27 Eylül 2010 Pazartesi

BOLİVYA

Hep söylenip durdum gerçek Latin Amerika nerede diye..sanırım sonunda oraya doğru yollanıyorum. Biletim Buenos Aires – La Paz / Bolivya.. otobüsle tam 2 gün ! Burada hep karayolunu tercih ediyorum çünkü yol boyunca görülenler bile ilginç olabiliyor. Aslında birinci tercihim tren ama şu ana kadarki ülkelerin hiç birinde önermediler. Arjantin de epey direttim, herkese sordum, hepsi ağız birliği etmişcesine “gitme yolda kalırsın, gitme güvenli olmaz vs. vs.” laflar edince akıllı ol Filiz dedim vardır bir bildikleri..
ama sonraları tanıştığım Arjantinli bir kız treni kullandığını ve çok memnun olduğunu söyledi. Ama aynı uyarıları zamanında Ona da yapmışlar, ailesi engel olmaya çalışmış, vs vs..yani yerli halk arasında böyle kötü bir imajı var trenin..Neyse gelelim otobüse. Arjantin de otobüsler oldukça lüks. Cama Bus dedikleri koltukları tam yatan otobusler var. Fotografladım göreceksiniz, geniş geniş yayılabiliyorsunuz. Böylece yolculuk rahat başladı. Arjantinin kuzeyinde Jujuy denilen bölgede Salta diye bir şehirden çok kişi sözetti, aslında orada mola verip sonra devam edecektim ama son dakika plan değişti şimdi oradan trans geçiyorum. Dağlar ağaçsız ve rekgarenk..yani toprakları. Oluşumları sırasında değişik toprak cinsleri etkili olmuş anlaşılan ve sonuç da ona göre etkileyici olmuş. Kızıl, sarı, gri, kahverengi vs vs..toprak değişik renkleri gösterebilmek için üstünde hiç bir şey barındırmamış. Git git git kurak kurak kurak….ne biçim memleket ne yer ne içerler?
Uzun yolda uzun düşüncelere dalarak Bolivya sınırına ulaştım.
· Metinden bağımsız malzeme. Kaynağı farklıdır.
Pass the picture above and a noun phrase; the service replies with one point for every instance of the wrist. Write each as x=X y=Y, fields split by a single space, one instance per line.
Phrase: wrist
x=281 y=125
Arjantin otobüsünde hepimiz kuyrukta çıkış işlemlerini bitirip bir köprüden yürüyerek Bolivya’ya geçtik. 90 günlük vizem anında tamam, hiçbir sorun yok. Bolivya’ya hoş gelmişim.. Ama bu da ne? Anında dünya değişti!   
Sınırı geçer geçmez gitti Cama Bus geldi döküntü Bus.. Dakka bir gol bir! Benim daha 18 saat yolum var..evet gerçek Latin Amerika’ya hoşşş gelmişim J
Arjantin’in kuzeyinde gördüğüm kurak toprak görüntülerine şimdi bir de Bolivya’nın yoksul yolları, köyleri ve tabii insanları eklendi.
Her yer toz toprak..bu coğrafi bir durum ve her yer yoksul bu da insani bir durum..
Coğrafya konusunda bana ilginç gelen bir konu da; rakım olarak 3000 ve üzerinde seyretmemize rağmen klasik virajlı, uçurumlu yollar yoktu. Sanki dümdüz bir ovada gittik. Hem bu kadar yükselip hem bu kadar düz bir alan da yol almak nasıl oldu, ben hala anlamış değilim..??
Yolda köyler var ama su ve yeşillik görünmüyor. Zaten bu yükseklikte yeşillik olmaz biliyorum ama hayat nasıl oluyor ve insanlar nasıl yaşıyor onu bilmiyorum. Tarım yok, hayvancılık desem ara sıra birkaç inek, koyun gördüm..o kadar. Köy dediğim kerpiç evlerden oluşan, toz toprak içinde birbirinden uzak küçük grupların yerleşimi.
Kıyafetler çok ilginç. Canlı renklerden oluşan etek, kazak ve sırtlarında yük ve çocuk taşıdıkları bohçaları. Bir de şapkaları var..İngiliz Sir şapkaları bu renkli kıyafetin ayrılmaz aksesuarı. Yaşlı teyzelerin saçları iki örgü..bunu zamanında bilmem hangi İspanyol yöneticisi emretmiş (okuduğum kitaptan biliyorum). Sanırım şimdi de gelenek haline getirmişler ki devam ediyor. Yine okuduğum kitap (Latin Amerikanın kesik damarları) derki: “şimdi turistlerin fotoğrafını çektiği kıyafetler aslında İspanyollar tarafından yerlilere zorla giydirilen kıyafetlerdir”
Neyse tekrar dönelim gördüklerimize..Şehirler genelde bir veya iki katlı sıvasız evlerin geniş bir alana yayılması ile oluşmuş. Şehrin küçüğüde büyüğüde aynı..Sonunda La Paz dayım..Dünyanın en yüksekteki başkenti.
Yol fotografları:

LA PAZ
Rakım şehir merkezinde 3600 m ve 4082 m ile en yüksek havaalanı bu şehirde. O yükseklikte uçak indirecek düzlük nasıl varsa? Böyle garip bir yer işte.
Genelinde mütavazi bir başkent ama her şehirde olduğu gibi buranın da zengin semtleri var. Klasik gökdelenler, mağazalar vs. Bana ilginç gelen birkaç nokta: Cansız mankenler, reklam panoları beyaz ırk örnekleriyle dolu. 2 papaz gördüm ikisi de beyaz tenli amcalardı. Senfoni orkestrası konserine gittim, şef ve baş kemancılar beyazdı. Zengin semtlerde gördüğüm insanların renkleri bariz beyazlaşmaya başladı, en azından melezdi. Yani lafı nereye getireceğim, burada hala sömürünün uzantıları yaşanıyor. Benim tarih kitabı okumama gerek yok.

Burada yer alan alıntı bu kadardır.